Following its ratings success, Lifetime renewed the series for a second season. Season two premiered on March 10, 2025, with eight episodes airing weekly on Mondays at 9 p.m. ET/PT. A special titled Gypsy Rose: Life After Lock Up: The Unseen Footage aired prior to the premiere.

== Series overview ==

| Season | Episodes |  | Originally released |  |
| First released | Last released |
| 1 | 8 |  | June 3, 2024 | July 22, 2024 |
| 2 | 11 |  | March 10, 2025 | May 19, 2025 |

== Episodes ==
=== Season 1 (2024) ===
Premiered on June 3, 2024, the debut season focused on Blanchard’s initial release, her marriage to Ryan Anderson, and the challenges of adjusting to public life.

| No. overall | No. in season | Title | Original release date |
|---|---|---|---|
| 1 | 1 | "So This Is Freedom?" | June 3, 2024 |
| 2 | 2 | "Independence is Scary" | June 10, 2024 |
| 3 | 3 | "Is This My Life?" | June 17, 2024 |
| 4 | 4 | "Ghosts of the Past" | June 24, 2024 |
| 5 | 5 | "You Told the World" | July 1, 2024 |
| 6 | 6 | "I Don't Want to Be Me" | July 8, 2024 |
| 7 | 7 | "Are You Happy?" | July 15, 2024 |
| 8 | 8 | "Starting Over... Again" | July 22, 2024 |

=== Season 2 (2025) ===
Premiered on March 10, 2025. This season covers Blanchard’s divorce from Anderson, her renewed relationship with Ken Urker, her pregnancy, and the birth of their daughter Aurora in December 2024.
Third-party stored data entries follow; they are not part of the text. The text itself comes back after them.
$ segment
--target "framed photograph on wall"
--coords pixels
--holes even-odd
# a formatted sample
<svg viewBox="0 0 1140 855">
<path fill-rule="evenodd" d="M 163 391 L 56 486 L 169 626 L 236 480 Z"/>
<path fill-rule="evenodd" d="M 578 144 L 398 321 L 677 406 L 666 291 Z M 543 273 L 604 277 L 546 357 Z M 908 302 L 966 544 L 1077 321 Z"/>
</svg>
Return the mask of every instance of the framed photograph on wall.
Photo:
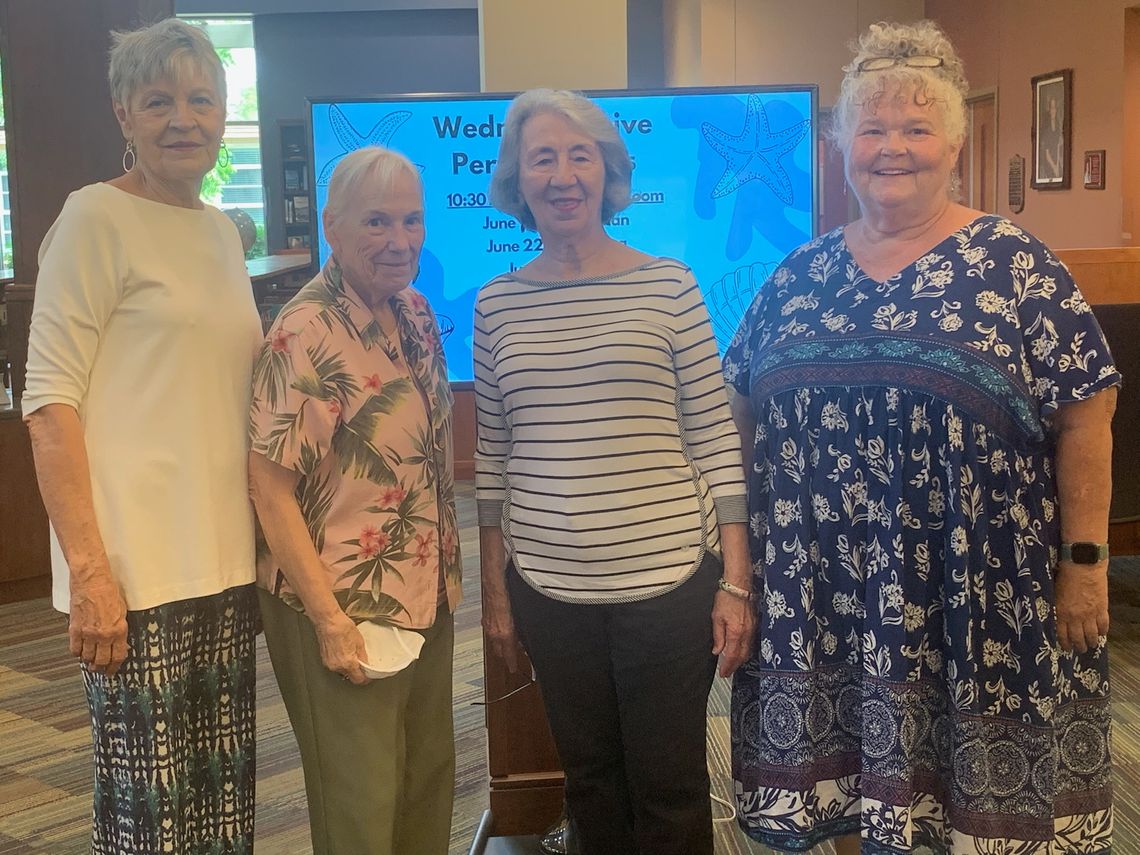
<svg viewBox="0 0 1140 855">
<path fill-rule="evenodd" d="M 1033 78 L 1034 190 L 1068 190 L 1073 137 L 1073 70 L 1064 68 Z"/>
<path fill-rule="evenodd" d="M 1104 189 L 1104 149 L 1085 152 L 1085 189 Z"/>
</svg>

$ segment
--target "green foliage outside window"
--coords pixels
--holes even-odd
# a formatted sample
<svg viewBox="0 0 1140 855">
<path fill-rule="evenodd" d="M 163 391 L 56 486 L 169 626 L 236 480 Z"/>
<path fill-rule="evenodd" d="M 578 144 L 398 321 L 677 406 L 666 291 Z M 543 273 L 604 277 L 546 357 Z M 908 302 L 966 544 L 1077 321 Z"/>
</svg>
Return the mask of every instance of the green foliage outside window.
<svg viewBox="0 0 1140 855">
<path fill-rule="evenodd" d="M 222 157 L 224 159 L 225 155 Z M 211 205 L 221 203 L 222 188 L 234 177 L 235 171 L 233 161 L 227 162 L 224 166 L 221 162 L 217 163 L 213 169 L 206 173 L 206 177 L 202 179 L 202 192 L 200 194 L 202 198 Z"/>
</svg>

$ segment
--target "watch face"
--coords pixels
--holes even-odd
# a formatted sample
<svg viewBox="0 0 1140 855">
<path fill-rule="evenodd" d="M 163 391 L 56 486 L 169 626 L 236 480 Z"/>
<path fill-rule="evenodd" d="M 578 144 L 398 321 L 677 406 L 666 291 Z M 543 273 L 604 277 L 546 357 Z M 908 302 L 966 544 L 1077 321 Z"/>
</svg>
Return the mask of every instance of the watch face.
<svg viewBox="0 0 1140 855">
<path fill-rule="evenodd" d="M 1096 564 L 1100 561 L 1100 547 L 1095 543 L 1074 543 L 1072 555 L 1074 564 Z"/>
</svg>

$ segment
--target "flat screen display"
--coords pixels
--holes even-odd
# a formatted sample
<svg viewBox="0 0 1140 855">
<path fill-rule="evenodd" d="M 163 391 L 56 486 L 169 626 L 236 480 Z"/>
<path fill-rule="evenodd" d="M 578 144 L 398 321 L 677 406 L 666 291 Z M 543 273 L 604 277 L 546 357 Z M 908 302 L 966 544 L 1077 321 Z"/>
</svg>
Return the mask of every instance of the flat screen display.
<svg viewBox="0 0 1140 855">
<path fill-rule="evenodd" d="M 816 88 L 588 94 L 634 161 L 633 204 L 608 232 L 693 269 L 723 350 L 767 275 L 815 234 Z M 383 145 L 419 167 L 427 236 L 415 287 L 439 315 L 455 381 L 472 378 L 479 287 L 542 249 L 538 234 L 488 202 L 510 101 L 502 94 L 309 101 L 312 239 L 322 264 L 329 247 L 321 213 L 339 160 Z"/>
</svg>

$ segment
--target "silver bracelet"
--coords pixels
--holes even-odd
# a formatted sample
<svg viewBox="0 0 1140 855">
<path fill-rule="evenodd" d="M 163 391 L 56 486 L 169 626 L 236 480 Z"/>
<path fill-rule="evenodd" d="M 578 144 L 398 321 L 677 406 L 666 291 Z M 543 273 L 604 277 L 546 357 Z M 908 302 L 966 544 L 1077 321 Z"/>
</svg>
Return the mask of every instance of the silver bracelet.
<svg viewBox="0 0 1140 855">
<path fill-rule="evenodd" d="M 716 584 L 717 584 L 717 587 L 720 588 L 722 591 L 724 591 L 726 594 L 731 594 L 732 596 L 736 597 L 737 599 L 744 600 L 745 602 L 749 602 L 749 603 L 752 602 L 752 592 L 751 591 L 746 591 L 743 588 L 738 588 L 736 585 L 732 584 L 730 581 L 725 579 L 723 576 L 721 576 L 719 579 L 717 579 Z"/>
</svg>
| No. overall | No. in season | Title | Original release date |
|---|---|---|---|
| 9 | 1Pregnant–Parole | TBA | March 10, 2025 |
| 10 | 2 | "Your House or Mine?" | March 17, 2025 |
| 11 | 3 | "My Life Is a Circus" | March 24, 2025 |
| 12 | 4 | "Who's the Daddy?" | March 31, 2025 |
| 13 | 5 | "And the Father Is..." | April 7, 2025 |
| 14 | 6 | "Baby Shower or Breakup" | April 14, 2025 |
| 15 | 7 | "I'll See You in Divorce Court" | April 21, 2024 |
| 16 | 8 | "The Bumpy Road Ahead" | April 26, 2025 |
| 17 | 9 | "A Baby for Christmas?" | May 5, 2025 |
| 18 | 10 | "I'm Not a Monster" | May 12, 2025 |
| 19 | 11 | "The Ultimatum" | May 19, 2025 |

== Reception ==
The series received mixed critical responses. Some reviewers praised its candid look at reentry after incarceration, while others questioned Lifetime’s focus on sensational aspects of Blanchard’s story.

=== Critical response ===
Gypsy Rose: Life After Lock Up received mixed reviews from critics. On Variety Aramide Tinubu praised the compelling nature of the subject and Gypsy Rose Blanchard’s presence, describing her as “a compelling subject” whose notoriety made the series watchable. Decider expressed unease about the program’s voyeuristic elements, though acknowledged curiosity about Blanchard’s post-prison transition.

=== Survivor and advocacy perspectives ===
Some survivors of abuse and advocacy voices criticized the series for glamorizing Blanchard’s story and sidelining the perspectives of others affected. One review by Melissa Camacho of Common Sense Media described the program as “traumatic, triggering, disturbing…and frankly, disgusting,” arguing that Lifetime prioritized sensationalism over responsibility.

=== Public response to episodes ===
Individual episodes sparked wider public discussion. In the first season, Blanchard revealed she received numerous death threats shortly after gaining access to social media, highlighting the difficulties of instant notoriety. The second season finale, which depicted tensions and eventual reconciliation between Blanchard and her partner Ken Urker during her pregnancy, was widely covered in entertainment outlets.